On 10/30/2017 04:51 AM, Jānis Čoders wrote:
> Thank you. Ok, I understand that some servers could not allow reuse of
> cookie, but why is it FORBIDDEN by standard? It could be suggested to
> not reuse in general cases, but if I wanted to use TLS 1.3 with my
> custom server, which uses cookies to only prevent spoofing attacks (in
> UDP (DTLS) case).
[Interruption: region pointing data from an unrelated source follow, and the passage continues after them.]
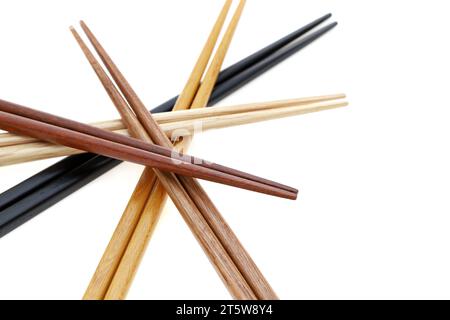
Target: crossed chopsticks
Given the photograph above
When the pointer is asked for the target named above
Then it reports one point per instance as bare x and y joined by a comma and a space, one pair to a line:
196, 208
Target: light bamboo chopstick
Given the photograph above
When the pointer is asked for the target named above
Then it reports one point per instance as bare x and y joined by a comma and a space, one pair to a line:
212, 246
237, 287
10, 139
43, 150
209, 211
115, 250
130, 261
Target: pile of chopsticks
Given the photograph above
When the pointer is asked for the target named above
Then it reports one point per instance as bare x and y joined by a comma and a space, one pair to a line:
152, 140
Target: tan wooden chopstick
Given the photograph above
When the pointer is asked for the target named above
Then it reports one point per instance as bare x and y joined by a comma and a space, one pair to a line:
237, 288
39, 150
188, 209
10, 139
208, 209
115, 250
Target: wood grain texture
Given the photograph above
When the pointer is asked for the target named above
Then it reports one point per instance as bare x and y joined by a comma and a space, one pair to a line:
9, 139
147, 121
11, 119
188, 93
229, 273
110, 260
133, 253
204, 92
209, 211
43, 150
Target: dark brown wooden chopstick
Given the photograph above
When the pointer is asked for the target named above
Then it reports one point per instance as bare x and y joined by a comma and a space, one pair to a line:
29, 122
235, 283
239, 255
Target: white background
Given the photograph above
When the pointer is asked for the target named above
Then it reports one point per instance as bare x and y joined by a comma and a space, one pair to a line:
372, 220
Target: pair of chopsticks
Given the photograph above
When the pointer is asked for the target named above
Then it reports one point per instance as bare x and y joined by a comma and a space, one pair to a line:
16, 149
237, 270
44, 126
46, 188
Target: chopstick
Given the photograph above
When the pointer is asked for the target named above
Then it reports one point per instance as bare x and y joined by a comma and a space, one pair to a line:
36, 194
140, 212
10, 139
227, 117
212, 215
15, 118
152, 129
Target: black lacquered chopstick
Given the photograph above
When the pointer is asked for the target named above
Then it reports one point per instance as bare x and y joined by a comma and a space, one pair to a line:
35, 195
53, 191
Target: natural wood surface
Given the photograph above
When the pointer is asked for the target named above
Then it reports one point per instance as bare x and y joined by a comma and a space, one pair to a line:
211, 245
12, 119
9, 139
188, 93
207, 86
43, 150
209, 211
109, 262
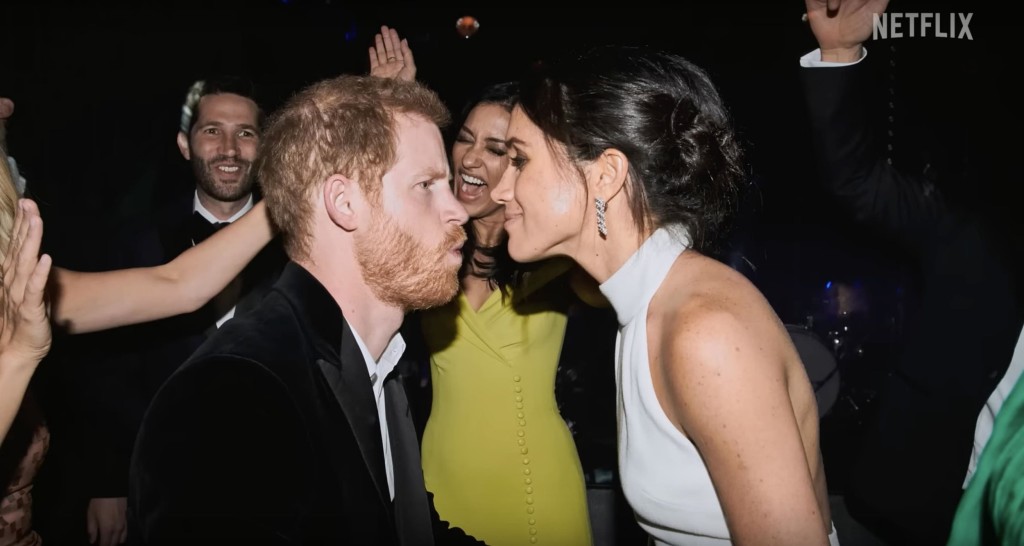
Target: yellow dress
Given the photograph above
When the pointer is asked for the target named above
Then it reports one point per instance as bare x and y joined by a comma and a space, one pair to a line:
497, 454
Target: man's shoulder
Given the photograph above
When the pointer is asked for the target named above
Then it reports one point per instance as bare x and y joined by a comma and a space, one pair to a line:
267, 333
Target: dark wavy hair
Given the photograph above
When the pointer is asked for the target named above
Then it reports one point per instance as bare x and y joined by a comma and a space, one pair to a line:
496, 266
686, 165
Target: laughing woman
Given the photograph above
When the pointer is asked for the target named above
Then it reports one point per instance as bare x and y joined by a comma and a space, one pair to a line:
497, 454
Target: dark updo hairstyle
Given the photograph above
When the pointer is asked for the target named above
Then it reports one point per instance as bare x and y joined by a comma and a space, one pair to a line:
685, 164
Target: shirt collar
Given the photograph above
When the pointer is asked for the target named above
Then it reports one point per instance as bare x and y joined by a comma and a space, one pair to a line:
379, 370
198, 207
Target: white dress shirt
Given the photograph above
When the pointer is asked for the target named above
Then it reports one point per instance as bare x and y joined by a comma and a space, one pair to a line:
378, 371
198, 207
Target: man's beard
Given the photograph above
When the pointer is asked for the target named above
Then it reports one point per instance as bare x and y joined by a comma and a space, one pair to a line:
404, 273
207, 181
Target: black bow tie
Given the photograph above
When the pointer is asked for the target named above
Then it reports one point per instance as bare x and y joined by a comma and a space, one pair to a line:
201, 228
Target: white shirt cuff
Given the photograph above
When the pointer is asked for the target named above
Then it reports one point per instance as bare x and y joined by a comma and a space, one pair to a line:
813, 59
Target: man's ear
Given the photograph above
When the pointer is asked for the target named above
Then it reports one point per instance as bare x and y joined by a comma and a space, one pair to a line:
606, 175
183, 145
344, 202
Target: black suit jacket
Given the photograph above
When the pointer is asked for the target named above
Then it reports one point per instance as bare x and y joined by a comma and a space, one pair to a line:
960, 340
126, 367
269, 434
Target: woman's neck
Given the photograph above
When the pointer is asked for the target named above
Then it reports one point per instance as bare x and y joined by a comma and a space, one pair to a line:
488, 229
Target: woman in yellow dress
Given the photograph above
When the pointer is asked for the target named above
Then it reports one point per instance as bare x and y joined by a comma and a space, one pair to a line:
497, 454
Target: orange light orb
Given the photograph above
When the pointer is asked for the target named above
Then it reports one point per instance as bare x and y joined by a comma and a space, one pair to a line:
467, 26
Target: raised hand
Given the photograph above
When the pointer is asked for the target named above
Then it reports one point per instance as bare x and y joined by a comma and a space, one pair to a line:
391, 57
842, 26
25, 325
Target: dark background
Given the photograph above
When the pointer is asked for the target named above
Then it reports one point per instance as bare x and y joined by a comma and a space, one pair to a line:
98, 90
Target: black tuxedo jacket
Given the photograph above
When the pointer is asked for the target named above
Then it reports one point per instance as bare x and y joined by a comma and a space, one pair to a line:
124, 368
957, 344
269, 434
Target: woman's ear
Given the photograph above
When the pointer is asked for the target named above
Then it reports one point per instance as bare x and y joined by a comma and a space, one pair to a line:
606, 175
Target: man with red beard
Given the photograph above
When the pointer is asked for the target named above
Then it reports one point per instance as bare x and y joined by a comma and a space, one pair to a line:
288, 425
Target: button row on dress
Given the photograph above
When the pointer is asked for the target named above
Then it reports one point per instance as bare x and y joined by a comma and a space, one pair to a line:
521, 416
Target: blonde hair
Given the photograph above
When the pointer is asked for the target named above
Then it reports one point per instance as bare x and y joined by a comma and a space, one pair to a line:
8, 204
343, 125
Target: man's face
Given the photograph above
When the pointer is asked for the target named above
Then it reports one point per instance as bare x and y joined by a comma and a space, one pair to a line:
222, 145
410, 253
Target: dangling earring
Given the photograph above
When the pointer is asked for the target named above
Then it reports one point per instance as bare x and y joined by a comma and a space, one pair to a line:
602, 227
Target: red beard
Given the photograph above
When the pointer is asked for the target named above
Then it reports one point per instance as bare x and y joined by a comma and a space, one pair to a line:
404, 273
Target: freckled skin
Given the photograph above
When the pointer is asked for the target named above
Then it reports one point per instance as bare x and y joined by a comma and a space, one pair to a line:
751, 411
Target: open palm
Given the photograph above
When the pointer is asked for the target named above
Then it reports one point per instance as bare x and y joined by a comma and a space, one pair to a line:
842, 24
25, 332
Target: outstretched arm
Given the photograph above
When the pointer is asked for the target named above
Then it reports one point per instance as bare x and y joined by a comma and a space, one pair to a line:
90, 301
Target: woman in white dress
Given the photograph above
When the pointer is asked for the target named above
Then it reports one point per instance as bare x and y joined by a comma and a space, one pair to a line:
626, 161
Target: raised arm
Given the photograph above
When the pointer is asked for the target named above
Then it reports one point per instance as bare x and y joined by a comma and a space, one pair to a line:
391, 57
91, 301
850, 164
728, 391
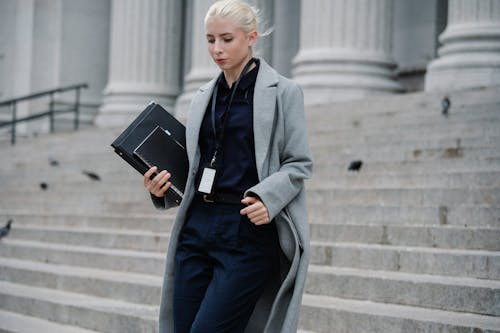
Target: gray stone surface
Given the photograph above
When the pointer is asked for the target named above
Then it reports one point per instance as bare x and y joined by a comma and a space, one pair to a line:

And clients know that they can reuse previous
> cookies for fast handshake, then why would it be prohibited?
>
>

The standard must ensure that compliant clients interoperate with
compliant servers.  Compliant servers are permitted (expected, even, for
DTLS!) to offload state such as the handshake hash into the cookie.  A
client that reused a cookie from an old connection on a new connection
to such a server would fail to interoperate, as the server would use the
wrong handshake transcript.  Ergo, the spec strictly forbids clients
from implementing this behavior in order to preserve interoperability.

There is "nothing" to stop some actor from deploying a noncompliant
implementation on their own private network where interoperability with
compliant implementations is not needed, but of course then that actor
must take responsibility for any changes to the security and privacy
properties as a result of those noncompliant modifications. In this
case, for example, the routability proof embedded in the cookie could
become stale with time (in case of readdressing), and the repeated
cookie provides linkability between ClientHellos from the same client
(to an adversary observing at some point in the middle of the network),
for a start.  No one could guarantee that there are not more changes to
the security and privacy properties than those already listed, of course.